As our inclusion criteria states, military aircraft loses are very common and WP:RUNOFTHEMILL. In the case of F/A-18s, a large number have crashed or been damaged and we are not going to list them all. Setting a dollar figure for inclusion would not work for two reasons: first because repair values are almost never announced and second, because they are always changing over time, due to inflation. The higher you set the chosen number, the more you get WP:RECENTISM. Basically, as our criteria notes, unless there was the death of a notable person or a WP:LASTING change to procedures, groundings, modifications or similar, as a result of the accident, then it is really all just WP:NOTNEWS. As far as why articles do not list aircraft prices, see WP:NOPRICES. - Ahunt (talk) 20:30, 5 March 2023 (UTC)Reply
WP:NOPRICES refers to businesses. Military aircraft are purchased with public money, and once purchased are national assets. Not one line in NOPRICES applies once the asset has been acquired by the government; and even before acquisition, this interpretation of NOPRICES would prevent any presentation of defense budgets.

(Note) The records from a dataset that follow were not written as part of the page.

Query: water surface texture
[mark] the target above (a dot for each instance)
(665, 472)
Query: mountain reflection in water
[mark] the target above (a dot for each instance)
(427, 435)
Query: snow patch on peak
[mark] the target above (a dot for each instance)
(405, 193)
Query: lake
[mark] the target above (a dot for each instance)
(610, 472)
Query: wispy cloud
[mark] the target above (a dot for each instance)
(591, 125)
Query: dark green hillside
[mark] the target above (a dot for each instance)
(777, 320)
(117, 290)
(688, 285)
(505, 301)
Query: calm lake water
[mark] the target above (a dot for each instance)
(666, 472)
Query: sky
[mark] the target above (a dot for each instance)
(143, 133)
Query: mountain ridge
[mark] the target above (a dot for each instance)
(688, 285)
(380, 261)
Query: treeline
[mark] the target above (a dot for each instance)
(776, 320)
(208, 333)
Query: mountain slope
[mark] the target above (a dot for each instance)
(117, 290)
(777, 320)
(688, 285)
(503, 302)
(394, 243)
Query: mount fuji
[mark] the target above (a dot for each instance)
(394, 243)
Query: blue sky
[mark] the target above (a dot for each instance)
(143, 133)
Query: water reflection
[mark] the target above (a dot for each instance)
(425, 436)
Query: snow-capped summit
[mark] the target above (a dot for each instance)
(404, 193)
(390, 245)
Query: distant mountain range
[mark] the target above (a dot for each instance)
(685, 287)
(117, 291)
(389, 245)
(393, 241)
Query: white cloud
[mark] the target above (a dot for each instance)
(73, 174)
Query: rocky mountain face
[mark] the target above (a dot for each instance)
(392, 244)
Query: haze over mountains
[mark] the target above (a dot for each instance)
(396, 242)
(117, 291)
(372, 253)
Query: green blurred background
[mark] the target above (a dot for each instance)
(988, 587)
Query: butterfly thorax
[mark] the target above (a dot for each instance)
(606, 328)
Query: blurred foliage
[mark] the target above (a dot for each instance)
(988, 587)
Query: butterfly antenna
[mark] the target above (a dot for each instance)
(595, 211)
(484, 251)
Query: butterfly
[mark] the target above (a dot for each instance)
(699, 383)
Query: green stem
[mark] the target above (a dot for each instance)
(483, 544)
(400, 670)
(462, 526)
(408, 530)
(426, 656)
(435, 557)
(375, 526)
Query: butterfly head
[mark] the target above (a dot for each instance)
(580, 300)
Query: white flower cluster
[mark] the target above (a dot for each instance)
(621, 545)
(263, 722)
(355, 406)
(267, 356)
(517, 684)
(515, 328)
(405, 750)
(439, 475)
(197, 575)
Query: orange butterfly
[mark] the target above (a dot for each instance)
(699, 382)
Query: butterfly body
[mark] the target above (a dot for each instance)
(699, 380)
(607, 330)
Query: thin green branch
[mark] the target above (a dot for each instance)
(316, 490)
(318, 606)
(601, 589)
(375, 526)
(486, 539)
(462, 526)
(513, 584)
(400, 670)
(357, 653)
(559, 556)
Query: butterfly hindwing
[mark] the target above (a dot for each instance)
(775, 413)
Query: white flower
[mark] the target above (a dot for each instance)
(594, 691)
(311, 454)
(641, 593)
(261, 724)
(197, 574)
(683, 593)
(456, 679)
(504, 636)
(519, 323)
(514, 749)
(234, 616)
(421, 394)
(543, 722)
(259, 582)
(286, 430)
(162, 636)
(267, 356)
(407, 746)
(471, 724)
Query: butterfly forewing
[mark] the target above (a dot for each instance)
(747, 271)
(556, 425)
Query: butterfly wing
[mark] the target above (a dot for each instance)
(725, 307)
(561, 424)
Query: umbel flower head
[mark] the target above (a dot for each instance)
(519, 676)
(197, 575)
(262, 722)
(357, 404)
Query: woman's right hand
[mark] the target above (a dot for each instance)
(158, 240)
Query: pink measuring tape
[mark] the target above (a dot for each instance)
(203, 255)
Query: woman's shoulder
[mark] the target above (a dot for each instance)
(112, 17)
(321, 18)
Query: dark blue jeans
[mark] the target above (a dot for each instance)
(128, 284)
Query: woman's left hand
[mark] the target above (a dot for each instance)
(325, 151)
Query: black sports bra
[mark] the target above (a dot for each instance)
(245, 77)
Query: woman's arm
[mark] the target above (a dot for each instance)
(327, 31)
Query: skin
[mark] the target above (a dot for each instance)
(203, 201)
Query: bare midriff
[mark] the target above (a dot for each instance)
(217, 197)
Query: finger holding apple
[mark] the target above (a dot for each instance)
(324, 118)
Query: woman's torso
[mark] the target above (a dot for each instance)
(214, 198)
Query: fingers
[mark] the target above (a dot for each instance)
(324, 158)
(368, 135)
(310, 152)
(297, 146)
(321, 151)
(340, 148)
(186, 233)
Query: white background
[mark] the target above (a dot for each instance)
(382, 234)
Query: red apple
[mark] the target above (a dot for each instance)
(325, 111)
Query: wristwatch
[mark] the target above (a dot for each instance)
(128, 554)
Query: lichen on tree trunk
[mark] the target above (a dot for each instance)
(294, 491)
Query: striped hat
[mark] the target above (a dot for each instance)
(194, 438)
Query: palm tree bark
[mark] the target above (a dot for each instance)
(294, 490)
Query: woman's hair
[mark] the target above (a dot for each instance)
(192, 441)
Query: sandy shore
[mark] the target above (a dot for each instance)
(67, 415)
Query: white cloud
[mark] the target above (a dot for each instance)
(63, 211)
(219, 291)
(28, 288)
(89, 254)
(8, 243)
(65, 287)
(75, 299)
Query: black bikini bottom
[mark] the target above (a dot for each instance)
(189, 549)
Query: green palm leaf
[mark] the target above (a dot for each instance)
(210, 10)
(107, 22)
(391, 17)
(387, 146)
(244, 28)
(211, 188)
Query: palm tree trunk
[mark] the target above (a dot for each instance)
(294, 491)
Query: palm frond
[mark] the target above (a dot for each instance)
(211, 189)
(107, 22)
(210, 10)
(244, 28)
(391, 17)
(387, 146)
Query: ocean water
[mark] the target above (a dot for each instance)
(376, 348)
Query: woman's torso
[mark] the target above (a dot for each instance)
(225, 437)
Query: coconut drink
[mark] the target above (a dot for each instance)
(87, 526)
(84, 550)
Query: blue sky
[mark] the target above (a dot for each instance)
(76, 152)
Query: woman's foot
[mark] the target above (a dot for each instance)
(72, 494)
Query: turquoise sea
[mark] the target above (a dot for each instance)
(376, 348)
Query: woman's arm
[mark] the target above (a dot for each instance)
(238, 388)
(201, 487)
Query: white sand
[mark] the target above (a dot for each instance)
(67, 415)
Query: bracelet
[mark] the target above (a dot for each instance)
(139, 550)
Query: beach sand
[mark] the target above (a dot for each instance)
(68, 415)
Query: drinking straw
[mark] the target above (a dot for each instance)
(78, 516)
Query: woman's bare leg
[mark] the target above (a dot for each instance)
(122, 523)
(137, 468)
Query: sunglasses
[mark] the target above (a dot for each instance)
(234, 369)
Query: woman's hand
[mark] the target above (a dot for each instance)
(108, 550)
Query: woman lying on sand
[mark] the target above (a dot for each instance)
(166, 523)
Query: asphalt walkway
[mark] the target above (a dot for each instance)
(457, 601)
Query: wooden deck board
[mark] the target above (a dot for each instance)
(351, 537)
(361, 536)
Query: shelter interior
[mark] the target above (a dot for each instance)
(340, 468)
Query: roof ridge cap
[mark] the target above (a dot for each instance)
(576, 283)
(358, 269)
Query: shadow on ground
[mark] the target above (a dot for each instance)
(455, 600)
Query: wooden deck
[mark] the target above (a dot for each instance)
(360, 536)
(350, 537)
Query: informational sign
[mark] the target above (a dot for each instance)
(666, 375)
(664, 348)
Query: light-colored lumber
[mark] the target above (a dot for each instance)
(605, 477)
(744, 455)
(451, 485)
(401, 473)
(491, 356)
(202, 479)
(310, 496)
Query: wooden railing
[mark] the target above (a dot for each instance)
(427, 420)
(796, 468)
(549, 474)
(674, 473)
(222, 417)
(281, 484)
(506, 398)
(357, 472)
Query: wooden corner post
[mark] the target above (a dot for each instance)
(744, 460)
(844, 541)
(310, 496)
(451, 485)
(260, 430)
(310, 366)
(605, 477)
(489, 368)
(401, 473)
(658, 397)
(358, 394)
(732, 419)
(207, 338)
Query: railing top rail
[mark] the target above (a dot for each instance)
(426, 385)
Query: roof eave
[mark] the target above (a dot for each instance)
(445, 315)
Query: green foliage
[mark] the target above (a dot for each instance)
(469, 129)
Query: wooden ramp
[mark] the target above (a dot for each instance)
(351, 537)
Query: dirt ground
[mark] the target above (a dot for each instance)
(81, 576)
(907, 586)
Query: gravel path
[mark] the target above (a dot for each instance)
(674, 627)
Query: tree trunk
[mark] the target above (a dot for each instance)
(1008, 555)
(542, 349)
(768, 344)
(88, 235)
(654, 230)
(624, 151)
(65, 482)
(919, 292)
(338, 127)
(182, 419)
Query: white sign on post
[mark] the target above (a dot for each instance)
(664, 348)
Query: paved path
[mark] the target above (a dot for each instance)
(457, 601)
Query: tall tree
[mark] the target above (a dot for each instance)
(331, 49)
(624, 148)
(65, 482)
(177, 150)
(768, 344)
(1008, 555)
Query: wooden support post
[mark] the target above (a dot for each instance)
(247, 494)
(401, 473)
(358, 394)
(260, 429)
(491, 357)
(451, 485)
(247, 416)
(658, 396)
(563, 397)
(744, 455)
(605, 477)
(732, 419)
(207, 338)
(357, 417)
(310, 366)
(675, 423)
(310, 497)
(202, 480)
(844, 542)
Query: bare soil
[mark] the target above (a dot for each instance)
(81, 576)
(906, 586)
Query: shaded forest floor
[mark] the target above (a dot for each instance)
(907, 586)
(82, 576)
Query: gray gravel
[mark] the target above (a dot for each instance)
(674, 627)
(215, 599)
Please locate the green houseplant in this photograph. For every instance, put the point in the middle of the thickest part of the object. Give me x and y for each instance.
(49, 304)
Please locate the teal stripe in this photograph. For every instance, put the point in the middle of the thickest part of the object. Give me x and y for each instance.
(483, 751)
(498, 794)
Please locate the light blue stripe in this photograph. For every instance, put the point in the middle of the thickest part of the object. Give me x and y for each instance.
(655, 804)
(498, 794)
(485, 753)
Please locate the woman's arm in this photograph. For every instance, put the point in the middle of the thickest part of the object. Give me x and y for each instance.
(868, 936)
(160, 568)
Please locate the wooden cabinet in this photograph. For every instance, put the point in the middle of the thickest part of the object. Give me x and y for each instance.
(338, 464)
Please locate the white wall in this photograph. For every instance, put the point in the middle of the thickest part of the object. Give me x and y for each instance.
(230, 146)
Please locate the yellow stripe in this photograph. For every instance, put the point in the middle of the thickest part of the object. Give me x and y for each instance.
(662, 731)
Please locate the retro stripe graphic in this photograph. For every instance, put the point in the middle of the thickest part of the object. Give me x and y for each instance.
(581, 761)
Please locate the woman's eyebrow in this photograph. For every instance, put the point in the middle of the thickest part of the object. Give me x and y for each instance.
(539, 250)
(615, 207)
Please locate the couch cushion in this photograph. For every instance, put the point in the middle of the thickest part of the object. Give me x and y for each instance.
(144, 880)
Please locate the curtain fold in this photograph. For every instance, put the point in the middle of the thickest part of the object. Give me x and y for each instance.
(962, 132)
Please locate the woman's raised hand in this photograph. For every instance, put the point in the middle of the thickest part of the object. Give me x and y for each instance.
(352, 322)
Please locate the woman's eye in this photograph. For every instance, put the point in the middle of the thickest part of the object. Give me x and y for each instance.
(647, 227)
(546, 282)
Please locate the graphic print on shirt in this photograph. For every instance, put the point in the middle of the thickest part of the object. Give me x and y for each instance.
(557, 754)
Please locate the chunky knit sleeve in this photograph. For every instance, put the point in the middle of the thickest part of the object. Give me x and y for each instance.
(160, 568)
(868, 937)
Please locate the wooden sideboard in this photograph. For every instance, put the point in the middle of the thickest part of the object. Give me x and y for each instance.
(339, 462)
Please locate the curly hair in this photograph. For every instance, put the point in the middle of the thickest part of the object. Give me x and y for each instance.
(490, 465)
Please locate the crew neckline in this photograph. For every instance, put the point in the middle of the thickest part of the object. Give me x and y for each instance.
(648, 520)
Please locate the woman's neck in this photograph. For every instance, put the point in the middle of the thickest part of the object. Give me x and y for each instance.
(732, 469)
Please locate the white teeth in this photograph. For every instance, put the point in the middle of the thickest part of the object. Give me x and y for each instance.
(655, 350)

Also, I see costs in many articles on naval ships and army vehicles, especially recent ones. I submit this interpretation of NOPRICES for aircraft is completely arbitrary, inconsistent, and non-encyclopedic. The current interpretations of RUNOFTHEMILL and NOTNEWS should be reconsidered.Tfdavisatsnetnet (talk) 02:08, 6 March 2023 (UTC)Reply
Another point: why do we have 'Accidents and Incidents' sections in military aircraft articles. If we are going to enforce this 'consensus' should not they all be deleted? Tfdavisatsnetnet (talk) 02:29, 6 March 2023 (UTC)Reply
We have accidents and incidents sections in military aircraft articles because there are accidents and incidents that meet the stated criteria: they either involve the deaths of notable people (people with bios already on Wikipedia) or the accident resulted in some sort of lasting effects, such as fleet groundings and modifications, or changes in ATC, SAR or operational procedures or something similar. These criteria were worked out by a large consensus of editors over quite a lengthy period of time and are mostly to avoid flooding military aircraft articles with lists of thousands of non-notable accidents.
We had a project-wide discussion a few years back on the inclusion of aircraft costs. They used to be in the aircraft type article infobox, but due to the policy WP:NOPRICES (in particular because prices change, are hard to accurately source, fleet discounts, inclusion of infrastructure costing and also because Wikipedia is not a buyer's guide). There was a solid consensus to remove all aircraft costs, which was then completed over several years. - Ahunt (talk) 03:14, 6 March 2023 (UTC)Reply
Again, I fail to see anything in NOPRICES that affects my argument. The consensus view also means NOVALUE, NOTAXES, and NOBUDGET. No need to reply, I think I've exhausted this. Too bad I arrived to late to have contributed a few years back.
BTW, unless a grounding is permanent, wouldn't it also be RUNOFTHEMILL and NOTNEWS? These "happen all the time" as well. Tfdavisatsnetnet (talk) 05:02, 6 March 2023 (UTC)Reply
A temporary fleet grounding and then no changes is not significant on its own, since there is no lasting effect, which is why I said "fleet groundings and modifications". - Ahunt (talk) 12:22, 6 March 2023 (UTC)Reply
The discussion above is closed. Please do not modify it. Subsequent comments should be made on the appropriate discussion page. No further edits should be made to this discussion.